В 1973 и 1974 годах заседания Комитета происходили регулярно у нас на Чкаловской квартире с тремя участниками – Шафаревич, Подъяпольский и я. Мы составили несколько неплохих документов и опубликовали их. Но все мы чувствовали, что форма Комитета изжила себя. Фактически мы составляли «обычные» правозащитные документы, и то, что они назывались документами Комитета, мало что к ним добавляло. Встречи наши стали постепенно приобретать в основном взаимно-информационный характер. «Хозяйкой» на этих встречах была, конечно, Люся, но вместе с Гришей всегда приходила его жена Маша (Мария Гавриловна Петренко-Подъяпольская) и принимала горячее участие во всех хозяйственных мероприятиях. Мы с Люсей (и Руфь Григорьевна) скоро очень подружились с обоими – Гришей и Машей. А что касается Комитета, то постепенно мы стали все реже и реже вспоминать о его существовании. Еще раньше отошел от нас Шафаревич.

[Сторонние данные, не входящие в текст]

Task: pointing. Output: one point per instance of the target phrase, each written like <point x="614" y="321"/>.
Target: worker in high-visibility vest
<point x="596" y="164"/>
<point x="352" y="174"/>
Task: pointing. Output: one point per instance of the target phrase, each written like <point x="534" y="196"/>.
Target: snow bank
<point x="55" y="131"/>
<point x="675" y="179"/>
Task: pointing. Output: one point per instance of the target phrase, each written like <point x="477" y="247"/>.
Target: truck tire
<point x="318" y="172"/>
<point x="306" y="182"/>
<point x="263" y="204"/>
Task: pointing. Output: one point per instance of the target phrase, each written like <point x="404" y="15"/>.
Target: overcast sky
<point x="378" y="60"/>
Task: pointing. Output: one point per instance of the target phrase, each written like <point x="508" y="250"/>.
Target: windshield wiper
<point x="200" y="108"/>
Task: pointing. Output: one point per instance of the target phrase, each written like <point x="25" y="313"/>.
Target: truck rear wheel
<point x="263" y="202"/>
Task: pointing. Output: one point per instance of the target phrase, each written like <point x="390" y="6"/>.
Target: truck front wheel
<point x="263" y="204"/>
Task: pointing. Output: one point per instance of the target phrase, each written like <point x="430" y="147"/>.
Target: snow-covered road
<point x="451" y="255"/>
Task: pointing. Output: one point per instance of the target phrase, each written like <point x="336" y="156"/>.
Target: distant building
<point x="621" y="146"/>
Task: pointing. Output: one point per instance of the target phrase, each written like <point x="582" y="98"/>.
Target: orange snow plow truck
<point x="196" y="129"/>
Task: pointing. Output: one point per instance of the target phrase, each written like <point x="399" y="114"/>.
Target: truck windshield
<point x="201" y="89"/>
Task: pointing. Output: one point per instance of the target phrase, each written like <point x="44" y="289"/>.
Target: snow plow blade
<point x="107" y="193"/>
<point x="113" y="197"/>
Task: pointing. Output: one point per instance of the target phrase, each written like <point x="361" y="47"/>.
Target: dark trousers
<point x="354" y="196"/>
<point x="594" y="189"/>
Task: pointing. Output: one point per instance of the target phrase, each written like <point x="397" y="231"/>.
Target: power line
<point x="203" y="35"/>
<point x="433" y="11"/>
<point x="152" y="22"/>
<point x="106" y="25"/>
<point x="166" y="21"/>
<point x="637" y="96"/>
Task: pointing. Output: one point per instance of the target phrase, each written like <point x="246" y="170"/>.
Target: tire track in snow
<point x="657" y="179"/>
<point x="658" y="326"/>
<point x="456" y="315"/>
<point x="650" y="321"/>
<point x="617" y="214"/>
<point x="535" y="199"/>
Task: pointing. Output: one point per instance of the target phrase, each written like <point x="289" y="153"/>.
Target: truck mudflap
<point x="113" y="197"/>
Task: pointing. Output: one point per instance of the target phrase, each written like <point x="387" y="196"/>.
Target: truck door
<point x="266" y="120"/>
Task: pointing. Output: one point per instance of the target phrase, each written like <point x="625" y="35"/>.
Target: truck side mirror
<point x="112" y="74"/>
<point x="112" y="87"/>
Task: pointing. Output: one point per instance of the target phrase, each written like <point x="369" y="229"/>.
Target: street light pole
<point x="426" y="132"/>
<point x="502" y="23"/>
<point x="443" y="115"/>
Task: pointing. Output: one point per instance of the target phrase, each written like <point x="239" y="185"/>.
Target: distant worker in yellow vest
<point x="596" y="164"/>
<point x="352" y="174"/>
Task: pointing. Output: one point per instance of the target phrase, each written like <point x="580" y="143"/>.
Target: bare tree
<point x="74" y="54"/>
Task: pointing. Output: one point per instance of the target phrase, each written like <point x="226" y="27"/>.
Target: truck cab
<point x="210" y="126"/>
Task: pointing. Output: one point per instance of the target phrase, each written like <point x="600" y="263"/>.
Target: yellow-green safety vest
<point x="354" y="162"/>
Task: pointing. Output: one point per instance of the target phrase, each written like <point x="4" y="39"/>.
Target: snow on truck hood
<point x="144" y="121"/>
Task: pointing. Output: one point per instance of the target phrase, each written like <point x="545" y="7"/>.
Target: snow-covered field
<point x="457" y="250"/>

Мы с Люсей понимали, что одним из способов решить проблему образования детей является их отъезд из страны. Но мысль о таком выезде, означавшем неминуемую разлуку, почти без надежды увидеть их когда-либо, и многое другое (что мы имеем сейчас), – была слишком трудной для нас. Мы не могли решиться на этот шаг – практически необратимый в условиях нашей страны – не испробовав возможности временной поездки для ученья (как мы мечтали – на несколько лет, в течение которых, может быть, что-либо изменится в ситуации). Мы почти не верили в такую возможность, но надо было все же испробовать. К этому времени относятся слова пятнадцатилетнего Алеши: «Я больше психологически готов к Мордовии, чем к эмиграции». Надо знать немногословного, точного в выражениях и несколько скептичного, не склонного к позе Алешу, чтобы по достоинству оценить эти слова, всю их серьезность. По совету моего друга и сослуживца из ФИАНа Е. Л. Фейнберга я с его помощью установил связь с профессором Массачусетского технологического института Виктором Вейскопфом (МТИ, Бостон, США) – с тем самым, которого я видел у Игоря Евгеньевича летом 1970 года. Весной 1973 года пришел первый вызов Тане, Ефрему и Алеше из МТИ, подписанный президентом МТИ Джеромом Визнером; потом эти вызовы повторялись неоднократно, в том числе заверенные в Госдепартаменте США и с подписью и печатью лично Киссинджера. Начались длительные – и бесплодные – попытки добиться поездки детей.